First things first: forgive me for not using your table and column names; I don't speak Norwegian and going back and forth between English and that was error prone for me. So here's the setup:
USE [tempdb];
IF OBJECT_ID('dbo.myTable') IS NOT NULL
DROP TABLE [dbo].[myTable];
CREATE TABLE [dbo].[myTable]
(
[ID] INT NOT NULL ,
CONSTRAINT [PK_myTable] PRIMARY KEY ( [ID] ) ,
[ParentID] INT NULL ,
[Name] VARCHAR(50) NOT NULL ,
[Path] HIERARCHYID NULL,
[Root] AS [Path].GetAncestor([Path].GetLevel() - 1) PERSISTED
);
INSERT INTO [dbo].[myTable]
( [ID], [ParentID], [Name] )
VALUES ( 1, NULL, '1' ),
( 2, 1, '2' ),
( 3, 1, '3' ),
( 4, 2, '4' );
WITH [allRows]
AS (
SELECT [ID] ,
[ParentID] ,
CAST(CONCAT('/', [ID], '/') AS VARCHAR(MAX)) AS [Path]
FROM [dbo].[myTable]
WHERE [ParentID] IS NULL
UNION ALL
SELECT [child].[ID] ,
[child].[ParentID] ,
CAST(CONCAT([parent].[Path], [child].[ID], '/') AS VARCHAR(MAX)) AS [Path]
FROM [dbo].[myTable] AS [child]
JOIN [allRows] AS [parent]
ON [parent].[ID] = [child].[ParentID]
)
UPDATE [m]
SET [m].[Path] = [a].[Path]
FROM [dbo].[myTable] AS [m]
JOIN [allRows] AS [a]
ON [a].[ID] = [m].[ID];
This is just your standard recursive CTE to walk a parent/child hierarchy. The trick here though is that I'm calculating something that I can use as a hierarchyid as I go. Once the hierarchy is walked, I update the base table with the calculated hierarchy.
Since you mentioned that your table is large-ish, you may want to batch those updates. I'll leave that as an exercise for the reader. Also keep in mind that this is a one-time operation (though you will have to keep the [Path] column up to date for inserts/updates/deletes; I also leave this as an exercise for the reader).

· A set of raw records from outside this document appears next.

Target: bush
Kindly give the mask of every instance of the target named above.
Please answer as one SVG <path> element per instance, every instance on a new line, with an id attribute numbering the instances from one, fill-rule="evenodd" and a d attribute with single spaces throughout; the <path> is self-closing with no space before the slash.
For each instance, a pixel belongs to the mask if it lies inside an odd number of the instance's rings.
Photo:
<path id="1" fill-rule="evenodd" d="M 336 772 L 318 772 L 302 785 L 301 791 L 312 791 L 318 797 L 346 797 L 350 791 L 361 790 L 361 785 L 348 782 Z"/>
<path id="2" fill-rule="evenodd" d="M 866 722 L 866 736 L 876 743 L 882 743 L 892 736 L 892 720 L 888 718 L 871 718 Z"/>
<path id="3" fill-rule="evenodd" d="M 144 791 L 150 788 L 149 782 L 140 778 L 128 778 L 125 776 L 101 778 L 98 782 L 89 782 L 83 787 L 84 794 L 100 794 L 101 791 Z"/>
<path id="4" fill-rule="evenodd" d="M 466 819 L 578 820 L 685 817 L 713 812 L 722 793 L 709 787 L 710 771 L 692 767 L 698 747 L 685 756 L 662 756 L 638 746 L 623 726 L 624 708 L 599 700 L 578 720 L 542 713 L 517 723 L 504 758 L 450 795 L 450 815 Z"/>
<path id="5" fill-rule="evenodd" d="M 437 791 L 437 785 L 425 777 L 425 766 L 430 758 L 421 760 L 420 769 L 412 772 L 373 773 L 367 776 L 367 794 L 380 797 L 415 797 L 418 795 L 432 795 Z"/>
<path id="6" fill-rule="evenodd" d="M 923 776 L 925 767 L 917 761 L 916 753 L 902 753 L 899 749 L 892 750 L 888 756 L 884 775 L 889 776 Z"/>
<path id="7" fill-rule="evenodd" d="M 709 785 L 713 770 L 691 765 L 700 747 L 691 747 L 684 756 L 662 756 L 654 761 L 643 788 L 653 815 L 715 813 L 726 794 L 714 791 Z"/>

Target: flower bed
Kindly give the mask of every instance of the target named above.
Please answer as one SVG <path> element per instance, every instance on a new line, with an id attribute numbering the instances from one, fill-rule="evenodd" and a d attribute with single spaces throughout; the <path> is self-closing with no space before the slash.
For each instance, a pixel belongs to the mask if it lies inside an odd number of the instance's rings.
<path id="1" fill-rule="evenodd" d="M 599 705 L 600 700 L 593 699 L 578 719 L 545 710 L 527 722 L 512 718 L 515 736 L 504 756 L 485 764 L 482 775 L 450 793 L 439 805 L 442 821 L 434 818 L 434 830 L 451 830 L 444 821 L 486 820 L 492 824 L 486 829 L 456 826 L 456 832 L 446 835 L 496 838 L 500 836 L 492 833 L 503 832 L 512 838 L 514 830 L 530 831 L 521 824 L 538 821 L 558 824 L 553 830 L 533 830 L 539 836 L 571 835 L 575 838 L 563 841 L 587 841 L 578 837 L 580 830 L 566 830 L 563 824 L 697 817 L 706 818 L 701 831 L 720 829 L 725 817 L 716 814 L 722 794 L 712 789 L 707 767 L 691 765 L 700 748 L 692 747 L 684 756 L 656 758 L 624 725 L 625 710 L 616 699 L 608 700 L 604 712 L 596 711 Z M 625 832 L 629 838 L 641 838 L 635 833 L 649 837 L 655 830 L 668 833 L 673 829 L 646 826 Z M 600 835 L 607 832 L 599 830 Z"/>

Now that you've got the hierarchy stored in row, you can do magic:
SELECT [child].[ID] ,
[child].[Name] ,
[root].[ID] ,
[root].[Name]
FROM [dbo].[myTable] AS [child]
JOIN [dbo].[myTable] AS [root]
ON [root].[Path] = [child].[Root]
WHERE child.[ID] = 4;
Which is to say that I can now get the top-level ancestor for a given ID with just a join. Having the root be a persisted computed column is a) fancy and b) unnecessary; it just made the last select a lot cleaner.
If you don't want to do that, you can drop the [Root] column completely and then the join predicate becomes [root].[Path] = [child].[Path].GetAncestor([Path].GetLevel() - 1).
Lastly, keep in mind that the hierarchyid data type is natively indexable. So you can index [Path], [Root], or both and it will likely improve performance.